Yet events are the primary way anything happens on a computer, whether it’s a user system or a server.
Just in userspace you have;
dmesg -w
tail -f /var/log/messages
There's also dbus to monitor on Linux systems and a lot of kernel hook
tricks you can use to get a message pop up if an event happens.Because it gets annoying to have a process splurge notification stuff to a term you are working in, that's why you have info-bars which many terminal emulators support.
Files are not a good abstraction for events. Signals are broken in many ways. And DBus is both extremely clunky to use and non-portable.
There isn’t a built-in event paradigm similar to how streams and pipes are an integral part of the Unix-style CLI.
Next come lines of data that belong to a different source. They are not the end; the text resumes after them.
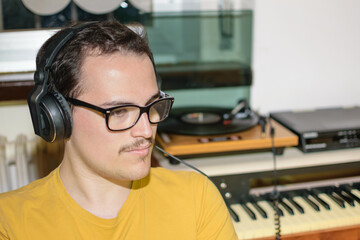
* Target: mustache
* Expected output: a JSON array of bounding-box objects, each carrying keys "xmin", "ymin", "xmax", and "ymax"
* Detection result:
[{"xmin": 119, "ymin": 138, "xmax": 154, "ymax": 154}]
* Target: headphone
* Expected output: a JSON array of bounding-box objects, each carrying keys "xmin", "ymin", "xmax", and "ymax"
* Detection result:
[{"xmin": 27, "ymin": 22, "xmax": 93, "ymax": 142}]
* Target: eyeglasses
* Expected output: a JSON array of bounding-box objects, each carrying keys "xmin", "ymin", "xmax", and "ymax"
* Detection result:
[{"xmin": 66, "ymin": 91, "xmax": 174, "ymax": 131}]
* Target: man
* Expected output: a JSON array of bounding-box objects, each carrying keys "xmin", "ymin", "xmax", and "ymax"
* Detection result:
[{"xmin": 0, "ymin": 21, "xmax": 237, "ymax": 240}]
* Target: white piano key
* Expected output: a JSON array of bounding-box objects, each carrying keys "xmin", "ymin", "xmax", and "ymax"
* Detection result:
[{"xmin": 232, "ymin": 190, "xmax": 360, "ymax": 239}]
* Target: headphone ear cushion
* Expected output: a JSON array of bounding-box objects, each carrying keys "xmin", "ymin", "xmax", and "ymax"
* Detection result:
[{"xmin": 40, "ymin": 91, "xmax": 72, "ymax": 142}]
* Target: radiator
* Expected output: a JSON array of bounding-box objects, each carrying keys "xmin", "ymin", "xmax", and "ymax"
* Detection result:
[{"xmin": 0, "ymin": 135, "xmax": 63, "ymax": 193}]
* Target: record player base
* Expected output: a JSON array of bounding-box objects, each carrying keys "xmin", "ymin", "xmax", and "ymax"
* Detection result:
[{"xmin": 156, "ymin": 120, "xmax": 298, "ymax": 157}]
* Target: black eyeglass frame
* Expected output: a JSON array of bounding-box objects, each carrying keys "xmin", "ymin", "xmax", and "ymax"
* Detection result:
[{"xmin": 65, "ymin": 91, "xmax": 174, "ymax": 132}]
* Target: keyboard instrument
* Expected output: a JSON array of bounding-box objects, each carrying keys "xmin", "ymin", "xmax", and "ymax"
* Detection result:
[
  {"xmin": 155, "ymin": 148, "xmax": 360, "ymax": 240},
  {"xmin": 230, "ymin": 175, "xmax": 360, "ymax": 239}
]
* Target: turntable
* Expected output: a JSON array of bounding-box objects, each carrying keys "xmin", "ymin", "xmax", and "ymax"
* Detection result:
[{"xmin": 156, "ymin": 101, "xmax": 298, "ymax": 158}]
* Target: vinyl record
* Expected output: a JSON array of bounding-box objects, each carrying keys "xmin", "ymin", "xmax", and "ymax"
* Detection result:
[{"xmin": 158, "ymin": 107, "xmax": 259, "ymax": 136}]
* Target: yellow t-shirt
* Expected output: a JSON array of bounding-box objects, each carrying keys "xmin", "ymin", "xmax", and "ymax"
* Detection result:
[{"xmin": 0, "ymin": 168, "xmax": 238, "ymax": 240}]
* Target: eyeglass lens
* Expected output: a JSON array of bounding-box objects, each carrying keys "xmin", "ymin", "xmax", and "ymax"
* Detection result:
[{"xmin": 108, "ymin": 99, "xmax": 171, "ymax": 130}]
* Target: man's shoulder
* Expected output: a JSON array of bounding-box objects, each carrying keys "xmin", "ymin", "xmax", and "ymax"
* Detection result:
[
  {"xmin": 151, "ymin": 167, "xmax": 206, "ymax": 183},
  {"xmin": 0, "ymin": 170, "xmax": 53, "ymax": 205},
  {"xmin": 146, "ymin": 167, "xmax": 209, "ymax": 191}
]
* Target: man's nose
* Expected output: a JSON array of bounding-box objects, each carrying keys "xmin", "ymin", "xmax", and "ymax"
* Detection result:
[{"xmin": 132, "ymin": 112, "xmax": 153, "ymax": 138}]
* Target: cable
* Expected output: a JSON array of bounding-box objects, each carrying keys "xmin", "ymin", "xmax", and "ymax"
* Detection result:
[
  {"xmin": 155, "ymin": 145, "xmax": 240, "ymax": 222},
  {"xmin": 268, "ymin": 118, "xmax": 281, "ymax": 240}
]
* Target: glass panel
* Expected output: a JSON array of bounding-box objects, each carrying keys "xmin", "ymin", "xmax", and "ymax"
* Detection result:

Why is that? On the low level everything is a state of electronic cells. Files address those cells in a suitable fashion. Modern programming abstractions such as async/await are very simple, but fail miserably if you need something really complex and efficient.
<https://en.wikipedia.org/wiki/Expect>
Much of modern operating systems is events-based and relies on polling for specific actions, devices connecting / disconnecting, etc. Linux device management is based on this, for example. There are numerous scripts which fire as a service is enabled or disabled (networking "ifup" and "ifdown" scripts, for example), or services are started / stopped. Systemd extends these capabilities markedly.
And of course there's a whole slew of conditional processing, beginning with init scripts, [], test, &&, ||, and specific conditional logic within shells, scripting, and programming languages.